E ancora fighter rimanda ad una visione dell’uomo e dei rapporti con i propri simili che ci porta indietro nel tempo e al di fuori della storia. Il richiamo è agli eroi dell’epica classica, a quei personaggi che attraverso i versi dei poeti antichi sono stati raccontati e quindi conosciuti dalle generazioni successive. A ben guardare però questi “eroi”, che ai nostri occhi appaiono quasi intoccabili, sono in realtà ritratti di persone con cui non sarebbe piacevole avere a che fare: Achille o Ulisse, il primo un nevrotico dal carattere intrattabile; il secondo, suscettibile e rancoroso, capace di covare odio eterno verso chi gli ha fatto un torto. Espressioni di un mondo lontano nel tempo e nello spirito, fuori della storia, possono rappresentare un modello per la nostra contemporaneità?
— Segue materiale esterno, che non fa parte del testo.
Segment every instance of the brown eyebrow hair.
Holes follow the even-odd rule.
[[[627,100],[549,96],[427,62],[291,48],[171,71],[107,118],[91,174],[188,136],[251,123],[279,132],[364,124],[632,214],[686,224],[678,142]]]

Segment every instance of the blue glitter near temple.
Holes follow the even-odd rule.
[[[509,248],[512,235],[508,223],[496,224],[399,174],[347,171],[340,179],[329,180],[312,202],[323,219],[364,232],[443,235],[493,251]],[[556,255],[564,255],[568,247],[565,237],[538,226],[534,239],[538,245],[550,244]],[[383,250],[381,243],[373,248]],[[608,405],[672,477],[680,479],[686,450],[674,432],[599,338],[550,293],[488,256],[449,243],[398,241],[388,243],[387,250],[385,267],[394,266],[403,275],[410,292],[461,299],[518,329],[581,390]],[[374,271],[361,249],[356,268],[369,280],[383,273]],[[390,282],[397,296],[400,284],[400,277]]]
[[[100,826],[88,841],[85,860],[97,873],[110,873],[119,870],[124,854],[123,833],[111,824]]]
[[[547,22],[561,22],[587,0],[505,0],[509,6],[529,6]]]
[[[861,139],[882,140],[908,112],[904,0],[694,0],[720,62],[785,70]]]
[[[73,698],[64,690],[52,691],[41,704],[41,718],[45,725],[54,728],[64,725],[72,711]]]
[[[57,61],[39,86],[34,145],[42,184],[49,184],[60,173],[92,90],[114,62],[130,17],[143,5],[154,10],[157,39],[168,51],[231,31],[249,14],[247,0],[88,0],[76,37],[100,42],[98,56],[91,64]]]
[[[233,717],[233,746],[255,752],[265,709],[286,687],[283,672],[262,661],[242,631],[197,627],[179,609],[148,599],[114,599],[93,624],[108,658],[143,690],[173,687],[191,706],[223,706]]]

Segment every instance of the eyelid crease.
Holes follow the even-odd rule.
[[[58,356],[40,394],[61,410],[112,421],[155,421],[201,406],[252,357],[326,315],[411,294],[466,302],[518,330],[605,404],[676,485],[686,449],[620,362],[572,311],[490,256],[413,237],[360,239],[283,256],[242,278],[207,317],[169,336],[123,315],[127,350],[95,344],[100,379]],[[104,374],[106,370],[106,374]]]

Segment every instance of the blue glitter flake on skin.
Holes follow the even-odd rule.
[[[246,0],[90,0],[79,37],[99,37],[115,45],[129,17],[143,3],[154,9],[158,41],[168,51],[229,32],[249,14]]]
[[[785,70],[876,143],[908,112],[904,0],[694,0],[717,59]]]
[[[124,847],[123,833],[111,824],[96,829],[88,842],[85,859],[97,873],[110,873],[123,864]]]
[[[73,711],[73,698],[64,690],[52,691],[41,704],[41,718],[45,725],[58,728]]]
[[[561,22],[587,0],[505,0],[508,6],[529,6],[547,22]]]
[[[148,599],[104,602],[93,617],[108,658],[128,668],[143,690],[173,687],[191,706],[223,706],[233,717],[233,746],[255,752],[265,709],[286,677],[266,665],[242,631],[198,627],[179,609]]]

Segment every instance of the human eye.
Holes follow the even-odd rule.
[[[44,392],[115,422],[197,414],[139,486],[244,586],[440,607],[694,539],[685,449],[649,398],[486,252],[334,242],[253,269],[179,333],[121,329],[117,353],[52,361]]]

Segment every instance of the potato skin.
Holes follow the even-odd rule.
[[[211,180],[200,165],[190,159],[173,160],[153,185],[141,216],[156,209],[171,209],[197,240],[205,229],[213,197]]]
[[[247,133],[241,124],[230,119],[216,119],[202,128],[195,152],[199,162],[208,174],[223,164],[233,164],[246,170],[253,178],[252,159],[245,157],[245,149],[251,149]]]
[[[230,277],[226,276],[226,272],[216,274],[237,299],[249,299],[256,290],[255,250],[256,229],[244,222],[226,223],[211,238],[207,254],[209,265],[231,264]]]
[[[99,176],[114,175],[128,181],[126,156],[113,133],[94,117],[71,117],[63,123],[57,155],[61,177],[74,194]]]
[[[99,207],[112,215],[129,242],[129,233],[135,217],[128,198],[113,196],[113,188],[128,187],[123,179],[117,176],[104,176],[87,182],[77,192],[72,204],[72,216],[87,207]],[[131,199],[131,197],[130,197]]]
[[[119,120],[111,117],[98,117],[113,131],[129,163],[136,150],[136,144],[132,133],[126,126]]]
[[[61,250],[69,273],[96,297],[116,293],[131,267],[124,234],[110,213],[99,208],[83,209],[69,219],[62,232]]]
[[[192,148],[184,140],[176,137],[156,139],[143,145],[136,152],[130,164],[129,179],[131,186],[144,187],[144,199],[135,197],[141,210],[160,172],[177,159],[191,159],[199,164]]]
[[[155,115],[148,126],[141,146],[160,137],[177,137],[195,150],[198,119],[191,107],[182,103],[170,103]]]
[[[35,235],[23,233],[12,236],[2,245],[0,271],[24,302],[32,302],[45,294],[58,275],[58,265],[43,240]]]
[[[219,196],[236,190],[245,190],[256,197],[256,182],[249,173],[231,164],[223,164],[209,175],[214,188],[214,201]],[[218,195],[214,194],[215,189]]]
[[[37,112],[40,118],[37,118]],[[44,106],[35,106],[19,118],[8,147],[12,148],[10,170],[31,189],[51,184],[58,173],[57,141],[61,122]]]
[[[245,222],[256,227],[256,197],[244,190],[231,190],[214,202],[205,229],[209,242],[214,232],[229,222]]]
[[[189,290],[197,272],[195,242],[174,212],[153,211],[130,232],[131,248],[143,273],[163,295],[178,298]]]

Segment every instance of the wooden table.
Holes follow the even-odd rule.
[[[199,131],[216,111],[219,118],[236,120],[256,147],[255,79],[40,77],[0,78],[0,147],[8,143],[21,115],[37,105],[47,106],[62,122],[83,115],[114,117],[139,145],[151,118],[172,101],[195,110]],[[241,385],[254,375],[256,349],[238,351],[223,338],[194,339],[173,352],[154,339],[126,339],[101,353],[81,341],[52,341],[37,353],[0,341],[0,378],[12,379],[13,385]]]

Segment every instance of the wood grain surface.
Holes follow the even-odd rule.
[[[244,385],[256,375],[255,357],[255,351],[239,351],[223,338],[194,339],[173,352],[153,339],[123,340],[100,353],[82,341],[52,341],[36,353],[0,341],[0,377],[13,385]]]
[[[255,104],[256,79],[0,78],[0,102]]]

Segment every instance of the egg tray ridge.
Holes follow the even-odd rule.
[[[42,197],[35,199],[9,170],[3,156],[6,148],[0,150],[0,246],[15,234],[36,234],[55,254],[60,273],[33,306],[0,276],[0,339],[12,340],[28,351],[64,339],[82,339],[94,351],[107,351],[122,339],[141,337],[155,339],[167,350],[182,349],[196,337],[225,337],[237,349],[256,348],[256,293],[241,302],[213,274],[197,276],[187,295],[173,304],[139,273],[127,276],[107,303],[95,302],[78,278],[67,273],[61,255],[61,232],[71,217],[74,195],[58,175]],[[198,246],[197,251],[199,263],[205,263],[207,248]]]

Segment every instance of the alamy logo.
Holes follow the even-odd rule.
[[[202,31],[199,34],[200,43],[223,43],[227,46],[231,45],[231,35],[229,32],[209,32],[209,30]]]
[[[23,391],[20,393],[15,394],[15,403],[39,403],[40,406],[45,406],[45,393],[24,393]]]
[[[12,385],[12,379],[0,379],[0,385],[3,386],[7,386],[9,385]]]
All’antico si torna ogni volta che si verifica quel fenomeno che i sociologi chiamano “anomia”, una mancanza di norme che genera disorientamento, incertezza, angoscia. Il che accade sia nei momenti di grande espansione che in quelli di crisi, due fenomeni che oggi coesistono: da un canto, alcuni anni fa, la new economy, l’apertura di grandi frontiere allo sviluppo, un’economia mondiale comunque ancora in crescita; dall’altra guerre, stragi etniche, terrorismo (Eva Cantarella).
In un mondo che sta diventando sempre meno comprensibile, un mondo scappato di mano, come lo ha definito il sociologo Anthony Giddens, fa la sua ricomparsa la figura del “combattente” che altro non è che il risultato di una visione distorta dei rapporti umani, di situazioni ambientali e di condizionamenti mediatici che inducono le persone, magari alla disperata ricerca di un posto nel tradizionale mondo del lavoro, a cercare sbocchi altrove.
Fight, lotta: il termine possiede un duplice significato sul piano morale. Può essere, come purtroppo accade, sinonimo di violenza, oppressione, fanatismo; potrebbe invece rivestirsi di positività – e gli esempi non mancano – quando si traduce in azioni, non violente, volte ad eliminare ingiustizie, soprusi, disuguaglianze.☺
Se chiedessimo ad un adolescente se abbia mai sentito o incontrato il vocabolo inglese fighter [pronuncia: faiter], credo che la sua risposta sarebbe affermativa: ciò spiegherebbe non tanto che il bagaglio lessicale dei nostri giovani è ricco quanto piuttosto che essi conoscono ed apprezzano quei passatempi detti “videogiochi” i cui temi sono spesso a sfondo bellico.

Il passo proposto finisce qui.